Abstract

Occupational accidents are still a priority for the construction industry and safety professionals. Appropriate and proactive risk management strategies for complex construction safety management issues are essential to transform the “if-it-breaks-fix-it” approach into “fix-it-so-as-not-to-break.” This study introduces a novel hybrid bow-tie (H-BT) model to identify the riskiest causal paths and the most effective protective and preventive strategies. A dataset comprising 829 “contact-with-sharp-object” (CwSO) injury cases collected from 63 projects carried out by three companies is used to define the pairwise relationships among risk factors and define the risk paths using a mutual information matrix.
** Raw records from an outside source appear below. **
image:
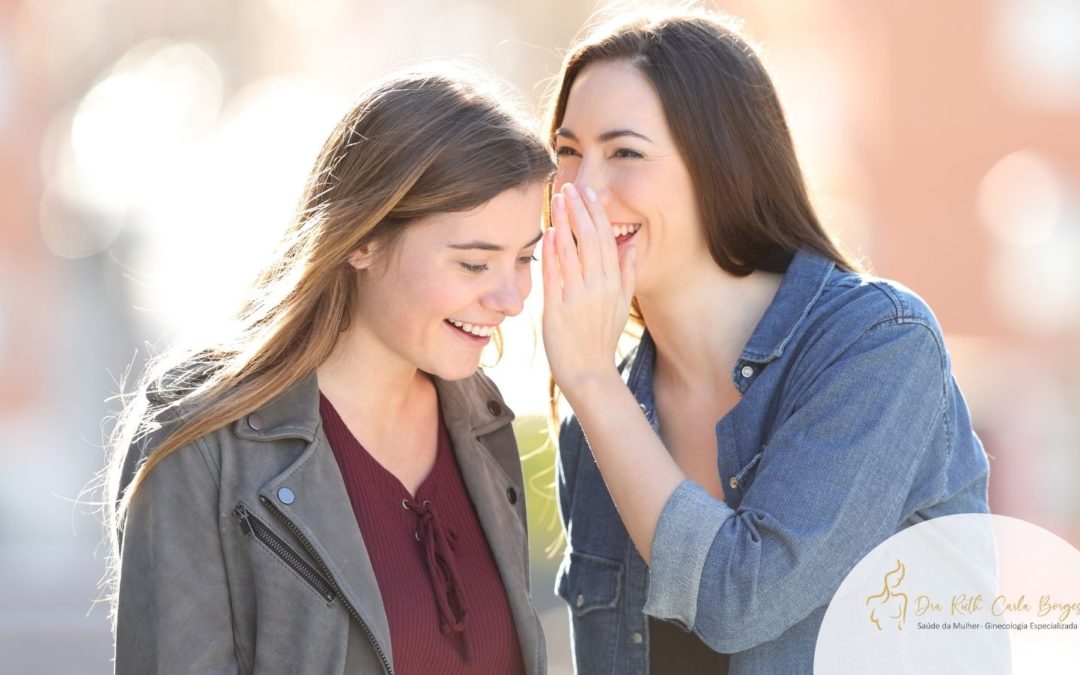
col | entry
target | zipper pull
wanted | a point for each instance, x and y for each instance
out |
(245, 521)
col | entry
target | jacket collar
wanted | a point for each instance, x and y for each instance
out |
(802, 284)
(472, 404)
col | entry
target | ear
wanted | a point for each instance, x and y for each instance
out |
(363, 257)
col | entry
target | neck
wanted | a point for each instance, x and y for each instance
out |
(372, 388)
(702, 324)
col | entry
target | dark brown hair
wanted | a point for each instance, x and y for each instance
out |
(729, 127)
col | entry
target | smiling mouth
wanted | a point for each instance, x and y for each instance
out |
(624, 231)
(476, 333)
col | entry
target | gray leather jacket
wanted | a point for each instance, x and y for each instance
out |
(241, 552)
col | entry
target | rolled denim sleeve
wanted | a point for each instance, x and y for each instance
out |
(832, 484)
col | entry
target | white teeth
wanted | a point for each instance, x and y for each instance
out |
(477, 331)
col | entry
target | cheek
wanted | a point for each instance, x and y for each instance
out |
(525, 282)
(634, 187)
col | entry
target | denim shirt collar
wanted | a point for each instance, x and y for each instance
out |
(802, 284)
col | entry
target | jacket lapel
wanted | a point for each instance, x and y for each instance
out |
(320, 509)
(474, 414)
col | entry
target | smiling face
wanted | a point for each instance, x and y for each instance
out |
(432, 298)
(615, 138)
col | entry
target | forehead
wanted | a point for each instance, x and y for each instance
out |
(612, 95)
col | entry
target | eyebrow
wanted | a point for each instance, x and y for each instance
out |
(477, 245)
(608, 135)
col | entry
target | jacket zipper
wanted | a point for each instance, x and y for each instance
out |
(329, 579)
(253, 526)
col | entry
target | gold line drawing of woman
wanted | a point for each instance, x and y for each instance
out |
(890, 597)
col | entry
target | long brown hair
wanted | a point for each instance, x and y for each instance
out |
(729, 127)
(414, 145)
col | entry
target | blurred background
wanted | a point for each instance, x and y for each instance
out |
(152, 151)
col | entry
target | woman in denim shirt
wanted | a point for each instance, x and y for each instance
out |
(783, 413)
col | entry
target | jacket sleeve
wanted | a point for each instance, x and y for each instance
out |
(173, 612)
(831, 484)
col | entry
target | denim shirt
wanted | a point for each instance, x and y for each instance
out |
(850, 428)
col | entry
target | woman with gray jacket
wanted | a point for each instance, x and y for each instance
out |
(336, 487)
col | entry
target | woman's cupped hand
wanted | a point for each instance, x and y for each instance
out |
(588, 285)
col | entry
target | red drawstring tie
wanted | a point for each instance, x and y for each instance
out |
(439, 547)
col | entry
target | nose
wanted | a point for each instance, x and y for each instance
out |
(508, 295)
(585, 172)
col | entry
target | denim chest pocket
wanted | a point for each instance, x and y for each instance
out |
(589, 582)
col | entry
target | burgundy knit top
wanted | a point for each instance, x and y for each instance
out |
(443, 595)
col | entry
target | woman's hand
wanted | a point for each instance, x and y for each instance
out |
(588, 289)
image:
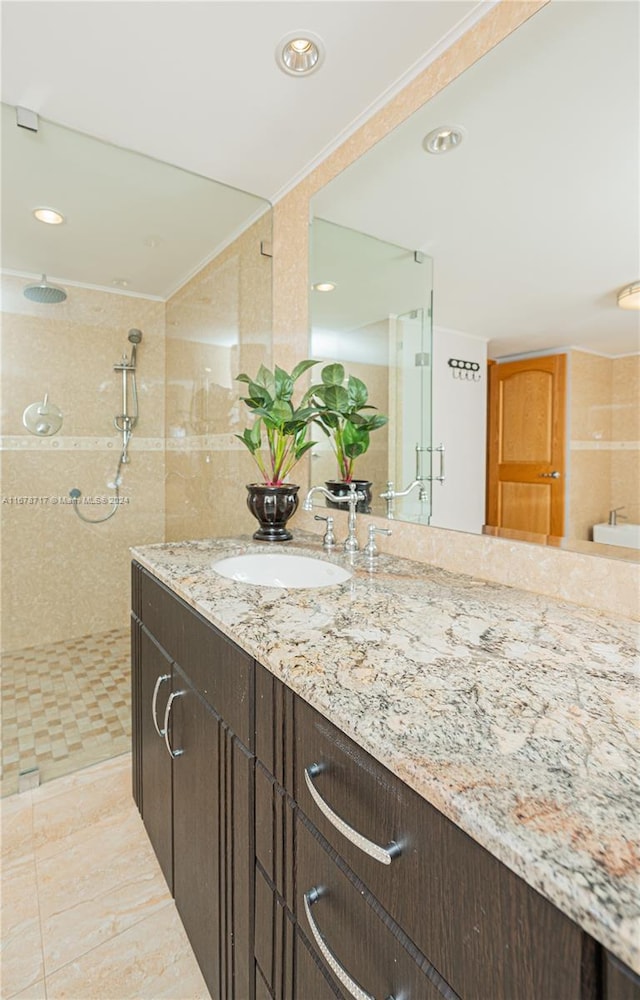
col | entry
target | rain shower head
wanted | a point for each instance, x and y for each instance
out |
(44, 292)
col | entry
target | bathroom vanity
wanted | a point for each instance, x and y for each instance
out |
(411, 785)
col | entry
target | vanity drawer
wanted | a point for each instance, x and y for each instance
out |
(218, 669)
(349, 937)
(478, 923)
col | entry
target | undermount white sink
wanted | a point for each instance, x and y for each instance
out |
(627, 535)
(274, 569)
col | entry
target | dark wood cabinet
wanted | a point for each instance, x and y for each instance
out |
(194, 777)
(621, 983)
(156, 778)
(487, 932)
(271, 827)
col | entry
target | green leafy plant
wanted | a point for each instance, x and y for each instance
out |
(269, 398)
(340, 403)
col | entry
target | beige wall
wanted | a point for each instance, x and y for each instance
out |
(62, 578)
(600, 582)
(604, 456)
(218, 325)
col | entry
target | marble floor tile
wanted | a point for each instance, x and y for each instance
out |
(21, 957)
(150, 961)
(16, 827)
(37, 991)
(56, 817)
(86, 911)
(96, 887)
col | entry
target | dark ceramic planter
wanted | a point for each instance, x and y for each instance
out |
(341, 489)
(272, 506)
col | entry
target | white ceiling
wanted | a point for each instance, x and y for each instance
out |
(196, 83)
(533, 223)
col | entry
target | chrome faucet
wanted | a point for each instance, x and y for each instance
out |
(614, 515)
(371, 549)
(329, 539)
(390, 494)
(353, 498)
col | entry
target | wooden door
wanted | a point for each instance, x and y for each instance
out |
(526, 443)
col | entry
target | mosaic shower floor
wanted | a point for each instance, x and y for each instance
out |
(65, 705)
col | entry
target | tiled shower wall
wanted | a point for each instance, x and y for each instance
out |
(218, 325)
(63, 578)
(605, 439)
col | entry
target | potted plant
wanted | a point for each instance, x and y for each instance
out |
(269, 398)
(342, 401)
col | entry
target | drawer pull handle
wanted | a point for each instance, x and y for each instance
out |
(154, 700)
(338, 970)
(172, 753)
(383, 854)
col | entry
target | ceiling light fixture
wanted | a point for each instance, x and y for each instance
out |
(300, 53)
(49, 216)
(443, 139)
(629, 296)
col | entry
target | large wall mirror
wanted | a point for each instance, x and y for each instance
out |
(514, 243)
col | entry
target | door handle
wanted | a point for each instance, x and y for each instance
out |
(383, 854)
(154, 706)
(172, 753)
(354, 989)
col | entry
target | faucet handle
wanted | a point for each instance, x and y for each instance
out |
(371, 549)
(329, 539)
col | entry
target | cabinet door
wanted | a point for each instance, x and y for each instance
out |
(213, 842)
(621, 982)
(155, 800)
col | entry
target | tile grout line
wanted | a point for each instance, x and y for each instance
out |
(102, 944)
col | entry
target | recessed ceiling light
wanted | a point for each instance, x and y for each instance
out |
(443, 139)
(629, 296)
(300, 53)
(49, 216)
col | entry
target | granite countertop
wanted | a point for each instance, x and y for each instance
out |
(515, 715)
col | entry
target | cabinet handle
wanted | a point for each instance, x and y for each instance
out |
(383, 854)
(167, 711)
(355, 990)
(154, 713)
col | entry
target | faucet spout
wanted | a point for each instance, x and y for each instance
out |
(308, 500)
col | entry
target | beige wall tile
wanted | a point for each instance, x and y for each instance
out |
(591, 387)
(626, 398)
(591, 474)
(150, 961)
(218, 324)
(70, 579)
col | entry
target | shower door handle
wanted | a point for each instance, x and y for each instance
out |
(154, 706)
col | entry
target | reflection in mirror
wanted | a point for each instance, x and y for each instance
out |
(532, 222)
(371, 312)
(149, 257)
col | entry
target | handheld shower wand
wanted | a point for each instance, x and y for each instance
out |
(128, 418)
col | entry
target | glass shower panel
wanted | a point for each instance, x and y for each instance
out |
(413, 460)
(375, 319)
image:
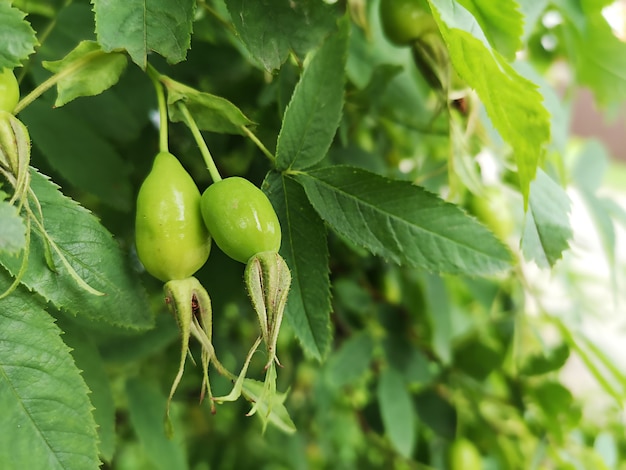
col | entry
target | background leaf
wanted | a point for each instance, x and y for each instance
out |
(351, 361)
(403, 222)
(547, 230)
(89, 71)
(16, 36)
(397, 411)
(306, 254)
(79, 153)
(46, 413)
(83, 240)
(147, 405)
(141, 26)
(512, 102)
(313, 114)
(271, 28)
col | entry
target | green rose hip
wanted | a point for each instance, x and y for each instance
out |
(240, 218)
(172, 241)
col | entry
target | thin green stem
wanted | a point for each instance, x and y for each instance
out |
(158, 87)
(204, 150)
(259, 144)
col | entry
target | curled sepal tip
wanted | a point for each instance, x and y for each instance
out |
(14, 154)
(190, 304)
(268, 278)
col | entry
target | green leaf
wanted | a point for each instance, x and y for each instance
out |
(89, 362)
(439, 312)
(350, 362)
(46, 415)
(477, 357)
(93, 253)
(513, 103)
(547, 230)
(211, 113)
(141, 26)
(397, 411)
(80, 154)
(12, 228)
(16, 36)
(436, 413)
(87, 71)
(146, 406)
(501, 23)
(403, 222)
(306, 253)
(271, 28)
(313, 114)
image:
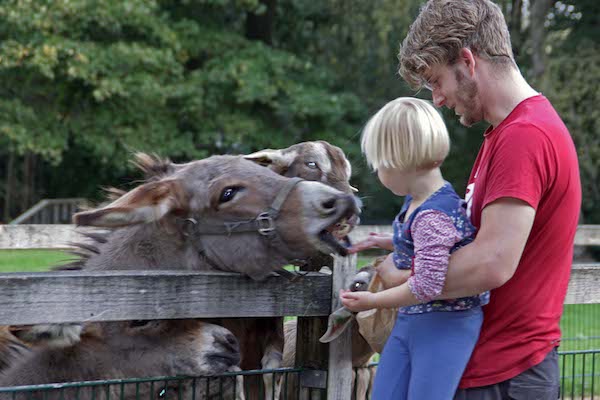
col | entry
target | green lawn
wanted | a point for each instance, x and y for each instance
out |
(30, 260)
(580, 323)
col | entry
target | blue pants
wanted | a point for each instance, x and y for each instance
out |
(426, 354)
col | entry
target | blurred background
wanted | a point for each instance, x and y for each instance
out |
(85, 83)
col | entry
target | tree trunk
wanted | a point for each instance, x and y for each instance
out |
(10, 184)
(515, 27)
(260, 27)
(539, 11)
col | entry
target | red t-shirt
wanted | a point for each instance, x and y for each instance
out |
(529, 156)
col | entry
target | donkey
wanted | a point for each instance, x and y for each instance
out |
(261, 339)
(117, 350)
(211, 215)
(363, 348)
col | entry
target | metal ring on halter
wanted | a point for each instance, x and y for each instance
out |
(189, 226)
(266, 225)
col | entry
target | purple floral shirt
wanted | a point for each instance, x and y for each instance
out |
(424, 243)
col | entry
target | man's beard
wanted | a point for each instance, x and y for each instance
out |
(467, 92)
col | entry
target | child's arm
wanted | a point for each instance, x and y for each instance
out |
(390, 275)
(434, 235)
(373, 241)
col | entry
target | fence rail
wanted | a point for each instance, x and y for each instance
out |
(29, 298)
(50, 211)
(48, 236)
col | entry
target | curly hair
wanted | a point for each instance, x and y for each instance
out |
(444, 27)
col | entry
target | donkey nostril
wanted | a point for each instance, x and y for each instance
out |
(329, 204)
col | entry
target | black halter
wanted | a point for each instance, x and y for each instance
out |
(264, 224)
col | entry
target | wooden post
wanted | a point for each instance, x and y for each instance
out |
(339, 376)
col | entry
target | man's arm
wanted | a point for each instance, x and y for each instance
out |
(492, 258)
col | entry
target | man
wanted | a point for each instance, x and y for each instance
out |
(523, 195)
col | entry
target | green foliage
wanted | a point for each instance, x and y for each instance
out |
(572, 84)
(82, 84)
(93, 81)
A Delphi analysis is conducted to achieve the final strategies and calculate the risk reduction effect (ΔRR) and cost of each strategy. Finally, protective and preventive strategies are prioritized according to the ΔRR/cost ratio. The findings show that to reduce the number and severity of CwSO accidents, “stop working authority” and “staffing for safety” are the most effective preventative and protective strategies, respectively. Besides, inadequate supervision/management leadership is found to be the originating risk factor in many of the risk paths. This study incorporates mutual information between risk factors, BT, and preventive and protective barriers in the same, easy-to-understand visual model to examine a particular injury type, which is the primary contribution to theory. Overall, the risk assessment model developed is expected to improve the effectiveness of safety management applications in construction sites and eventually contribute to the minimization of incidents in construction projects.